So some bright soul did optimize locale module to always store empty translations of string for all languages. This was not enforced actually:

- when a new language was added, all source strings (in the db at the time) got an empty translation in the target language
- BUT when later new strings were identified in locale(), an empty translated was added only in the current language (later to the other languages with more overhead)
- also when importing a PO file, only the current language was affected
- the new JS translation also only affected the current language

This type of thinking let locale queries use INNER JOINs though, and this was buggy due to the above misbehavior.

While preparing/reviewing some patches, it repeatedly turned out that this is not a right practice (and as it seems it is even not a performance helper as the original intention indicated). Having these empty translations in the database makes the tables bigger, and makes it hard to manage the tables as we need to take care of all languages on all occasions to properly have the empty translations there.

So I went on and created this patch, which does the following:

- we did not store the empty translations anymore (update path even included to clean these out)

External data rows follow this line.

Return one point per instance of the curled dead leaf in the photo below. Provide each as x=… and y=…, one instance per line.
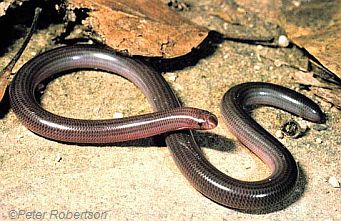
x=141, y=27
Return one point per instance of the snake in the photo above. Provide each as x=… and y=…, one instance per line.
x=172, y=120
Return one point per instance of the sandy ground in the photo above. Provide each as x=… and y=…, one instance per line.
x=140, y=181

- INNER JOINs converted to LEFT JOINs for this very reason

- cleaned up PO file import, removed lots of code duplication by reusing the same logic for plural and non-plural stuff (this should make brmassa a bit more happier, as he suggested even more refactoring (http://drupal.org/node/147915), which could happen after this patch lands)
-> made this consistent to remove strings from the DB if in overwrite mode and the "new" translation is empty
-> used constants instead of magic names for the import modes

- cleaned up locale() to do *LESS* SQL queries if a non-existent string is found (it did use an INNER join and then had no idea whether the translation or source string was missing if there was no result obviously, so it did play around both tables to find it out)

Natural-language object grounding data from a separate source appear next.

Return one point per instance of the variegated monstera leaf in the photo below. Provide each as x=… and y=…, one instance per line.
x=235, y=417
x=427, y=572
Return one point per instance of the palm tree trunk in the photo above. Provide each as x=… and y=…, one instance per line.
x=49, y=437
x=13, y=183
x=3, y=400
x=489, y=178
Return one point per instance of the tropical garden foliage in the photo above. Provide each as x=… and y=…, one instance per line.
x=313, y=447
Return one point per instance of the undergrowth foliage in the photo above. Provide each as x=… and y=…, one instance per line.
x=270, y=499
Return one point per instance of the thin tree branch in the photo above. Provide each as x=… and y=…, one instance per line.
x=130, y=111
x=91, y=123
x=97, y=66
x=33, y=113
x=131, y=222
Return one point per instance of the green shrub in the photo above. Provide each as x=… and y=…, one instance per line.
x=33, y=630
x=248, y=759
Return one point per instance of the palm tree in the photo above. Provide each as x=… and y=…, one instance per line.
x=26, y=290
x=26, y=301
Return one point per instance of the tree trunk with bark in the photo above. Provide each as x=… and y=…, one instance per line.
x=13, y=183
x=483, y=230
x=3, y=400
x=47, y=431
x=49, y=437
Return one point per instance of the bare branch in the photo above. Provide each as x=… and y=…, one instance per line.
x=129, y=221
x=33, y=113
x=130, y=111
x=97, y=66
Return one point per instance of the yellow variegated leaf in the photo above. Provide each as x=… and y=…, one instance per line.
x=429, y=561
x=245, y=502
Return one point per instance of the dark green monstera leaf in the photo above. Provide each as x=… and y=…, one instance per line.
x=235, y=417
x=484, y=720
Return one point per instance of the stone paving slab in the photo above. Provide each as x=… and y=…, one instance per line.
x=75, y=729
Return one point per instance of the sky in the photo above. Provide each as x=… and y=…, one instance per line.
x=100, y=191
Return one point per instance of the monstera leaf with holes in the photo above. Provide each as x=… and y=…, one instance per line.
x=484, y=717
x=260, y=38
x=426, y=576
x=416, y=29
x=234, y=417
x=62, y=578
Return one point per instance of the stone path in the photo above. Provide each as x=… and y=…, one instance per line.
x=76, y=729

- cleaned up the locale cache code, so it does a LEFT JOIN which is just enough to get empty strings for the nonexistent translations of source strings, these don't need to be actually in the database

I would welcome comments and reviews, and would really love to get this in soon, as clean and simple use of the textgroups is dependent of this cleanup (eg. http://drupal.org/node/147041 and http://drupal.org/node/146033 which deal with variable translation include small parts of this cleanup).

Support from Acquia helps fund testing for Drupal Acquia logo

Comments

Gábor Hojtsy’s picture

Oh, yeah and to add to the performance gains, I did remove a cache cleanup from locale() previously executed if an unknown string was found. This is debatable as the con of not including it there is that we don't need to cleanup and generate the cache 20 times a page if we have 20 new strings, but on the other hand we did not have the cache updated with the empty translations for short strings, so later page views also get direct hits on the DB for each new short string.

All in all I think the performance improvements/changes of this patch are dependent on whether LEFT JOIN is slower then INNER JOIN in these cases. But the code cleanup is mostly dependent on using LEFT JOIN, to get rid of some empty string mangling.

Jose Reyero’s picture

Status: Needs review » Needs work

Hi Gabor,

I think the feature would be great, and the patch looks good and appliesl. There's a bug though, after applying the patch in _locale_import_parse_header, looks like some messed up variable names and it breaks the .po import. I don't understand that part of the patch.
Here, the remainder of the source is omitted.